If you want upward mobility, then you should think about moving upward.

The latest data point for this trend is the recently released 2017 Opportunity Index, a joint creation by Opportunity Nation and Child Trends that has, since 2011, taken a composite measure of opportunity in the U.S. that covers four key dimensions: economy, education, health and community. As you might expect, a number of New England states performed well on the index, with Vermont securing the top spot. But five Great Plains states — Minnesota (2), Iowa (3), North Dakota (5), Nebraska (6) and Wisconsin (10) — round off the Top 10, with Kansas (14) and South Dakota (17) appearing in the top 20 and easily outperforming the national average.

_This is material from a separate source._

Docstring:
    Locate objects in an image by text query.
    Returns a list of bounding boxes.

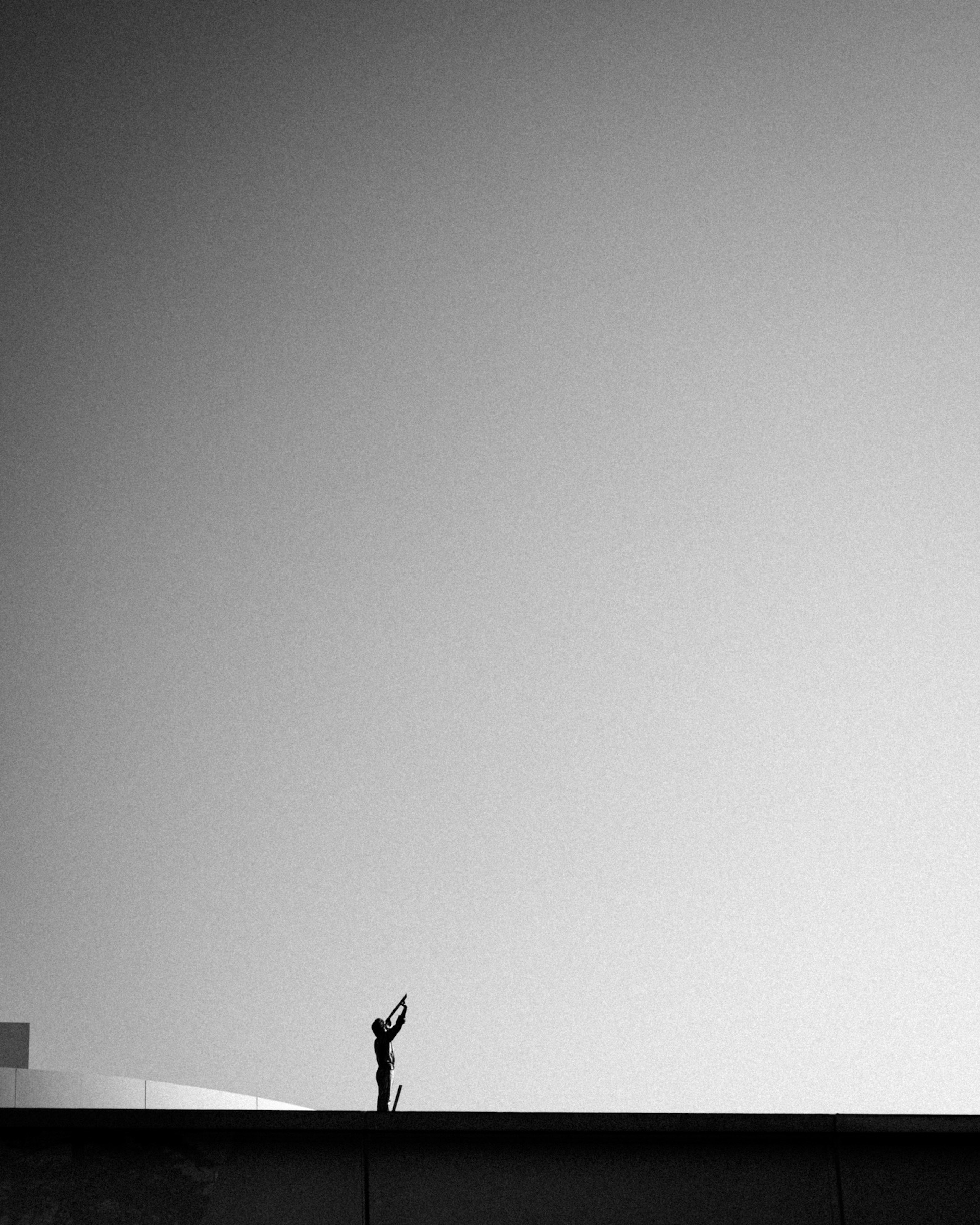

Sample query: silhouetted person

The Opportunity Index scores reaffirm similar findings elsewhere. A 2014 study on intergenerational mobility in the U.S. published by the National Bureau of Economic Research also found that the most upwardly mobile region in the country was the Great Plains. And a 2017 study on U.S. economic opportunity from the Economic Innovation Group, a policy group in Washington, concluded that “[p]rosperous rural areas predominantly in the Upper Midwest and Northern Plains are the country’s most powerful engines of upward mobility.”

So why are these Great Plains states doing so well on the opportunity front? With respect to the Opportunity Index, good performances on the health dimension play a key role in states like Minnesota, Iowa and North Dakota, says Monique Rizer, executive director at Opportunity Nation. Entrepreneurship opportunities are also key. Young adults who identify a problem in their community and who are able to start a business to fix it are critical because, in doing so, “they’re creating opportunity for themselves and jobs for the community,” says Rizer, “a community they know and love — not in Silicon Valley, New York or Boston.” Take Minnesota, for instance. The Gopher State has long been the home of giant corporate employers like 3M, General Mills and Target, but a new slew of early stage companies and local retail tech startups are also now thriving, including a burgeoning solar-power industry.

To be sure, these Great Plains states are also among the whitest and least populated states in the U.S. and likely perform well because of other factors that correlate with economic mobility and opportunity, including lower levels of income inequality and racial and class segregation. As Rizer points out, it is much harder to raise statewide opportunity scores in a populous and diverse state like California. There are also growing questions as to whether many states in the region will be able to maintain their opportunity engines given that so many of their flagship public universities have been weakened in recent years by deep state budget cuts.

But, for now, it’s hard to argue with the numbers. And not only do these Great Plains states offer opportunity, but also affordability. Compare, for example, the median monthly cost to own a home (according to Nerd Wallet, using 2015 data from the U.S. Census Bureau) in California ($2,123) or Washington, D.C. ($2,312), to owning one in Wisconsin ($1,359) or Iowa ($1,170). Sure, winters will be a bit harsher, but you’ll be able to afford the extra heat and clothes. In short, if you want upward mobility, then you should think about moving upward in America to get it.